Shit diagnosis though with a small baby. Utterly rubbish.

Do you have a counsellor through any services? Probably good to have a chat/discussion/scream into the ether.

Prognosis are good these days even up to stage 4. So don't panic. Understandable though that is.

I only say that because you have a very small baby. Which is gruelling enough without additional stress.

I don't want you to lose yourself. Stay centered. It will probably be ok.

CactusBlossom · 28/09/2022 00:50

Try not to think the worst. It sounds as though it has been caught early and that treatment is likely to be successful. So sorry you are in this situation, and I hope for a swift resolution to ease your worries. Take care.

SemperIdem · 28/09/2022 00:52

I feel I should add when I say I know women who have survived, I work closely with someone who was diagnosed with breast cancer shortly after having a baby. She’s my colleague now, 17 years after diagnosis, she’s one of the healthiest people I know, both physically and mentally.

ashitghost · 28/09/2022 00:55

Oh love, I was where you are three years ago. Cancer is a bastard. Took my mum and then almost me. I wish you the very best and remember that many people now live long happy lives after cancer.
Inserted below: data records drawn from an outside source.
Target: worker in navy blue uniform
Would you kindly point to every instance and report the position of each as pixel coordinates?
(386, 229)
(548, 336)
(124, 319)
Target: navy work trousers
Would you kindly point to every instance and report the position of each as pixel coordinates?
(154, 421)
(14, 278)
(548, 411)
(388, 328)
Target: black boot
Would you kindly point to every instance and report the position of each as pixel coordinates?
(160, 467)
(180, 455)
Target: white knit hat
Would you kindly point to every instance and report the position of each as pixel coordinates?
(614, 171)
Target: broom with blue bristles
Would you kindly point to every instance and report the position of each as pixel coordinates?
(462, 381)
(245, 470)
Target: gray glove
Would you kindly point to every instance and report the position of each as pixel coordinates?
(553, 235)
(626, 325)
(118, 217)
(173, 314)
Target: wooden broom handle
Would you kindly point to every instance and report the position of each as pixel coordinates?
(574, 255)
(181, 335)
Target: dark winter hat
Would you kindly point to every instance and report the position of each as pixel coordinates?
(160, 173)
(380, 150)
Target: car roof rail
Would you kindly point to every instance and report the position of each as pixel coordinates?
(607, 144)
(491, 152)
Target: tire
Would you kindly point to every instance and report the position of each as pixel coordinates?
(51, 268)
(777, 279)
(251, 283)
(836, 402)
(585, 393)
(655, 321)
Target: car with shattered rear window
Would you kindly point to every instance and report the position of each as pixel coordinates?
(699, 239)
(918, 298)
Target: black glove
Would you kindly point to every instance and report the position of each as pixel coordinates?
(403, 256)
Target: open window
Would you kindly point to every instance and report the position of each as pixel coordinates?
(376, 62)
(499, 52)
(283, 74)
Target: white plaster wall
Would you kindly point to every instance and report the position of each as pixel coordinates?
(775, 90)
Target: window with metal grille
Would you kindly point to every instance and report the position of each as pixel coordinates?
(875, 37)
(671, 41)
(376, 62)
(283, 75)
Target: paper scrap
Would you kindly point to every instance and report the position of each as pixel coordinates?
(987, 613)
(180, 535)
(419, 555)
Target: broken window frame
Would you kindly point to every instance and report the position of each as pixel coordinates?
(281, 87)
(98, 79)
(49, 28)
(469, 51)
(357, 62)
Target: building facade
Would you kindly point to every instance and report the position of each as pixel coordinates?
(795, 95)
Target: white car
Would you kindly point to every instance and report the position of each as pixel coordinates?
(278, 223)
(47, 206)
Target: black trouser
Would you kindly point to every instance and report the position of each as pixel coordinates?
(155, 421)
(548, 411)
notangelinajolie · 28/09/2022 01:01

Utterly terrifying but I think you will be ok.
Not cancer but I did have a new born baby and I was told something life threatening would not happen again (consultant bedside chat) and it did.
And so I totally get how you feel.
Yes, things got a whole lot worse and yes, physically and psychologically I struggled big time.
But that was over 20 years ago.
My baby is 21 now and I’m still here.
Stay strong.

Huntswomanonthemove · 28/09/2022 01:18

I’m so very sorry to read your post @WorryMcGee , it’s a dreadful thing this cancer bitch. I know how desperate you feel. To give you some hope, I’m an ovarian cancer survivor, it’s nearly 10 years now that I’ve been cancer free. Sending a handhold, love and strength. 💙

moonriverandme · 28/09/2022 02:26

I'm so sorry, how devastating for you. Try to be positive for your baby, I know it's hard when you're so scared. There's a cancer support thread on the General Health board which may give you advice & support. Sending you very best wishes , love & strength. Be gentle with yourself. 💐

OneTitWonder · 28/09/2022 02:35

OP, in 2012 I was diagnosed with breast cancer, aggressive 8cm (yes you read that right, 8cm, not mm) tumour with 12 lymph nodes in the axilla. Like you I had to have a CT scan and bone scan as it was likely the cancer would have metastised elsewhere in my body. It was a living nightmare, until I got the results of those tests back. The cancer hadn't metastised. I had very aggressive chemotherapy for 7 months, followed by radiation therapy, then 5 years of hormone therapy. Ten years on (almost to the day!) I'm still here, healthy and happy, and my tiny boy who was 4 when I was diagnosed is now a strapping 14 year old.

You will be thinking the worst, and yes, the worst does happen, and it's not fucking fair. But also the worst often does not happen, and you get the chance to live on. Please try to hold onto some hope. I know how hard it is, but there is hope.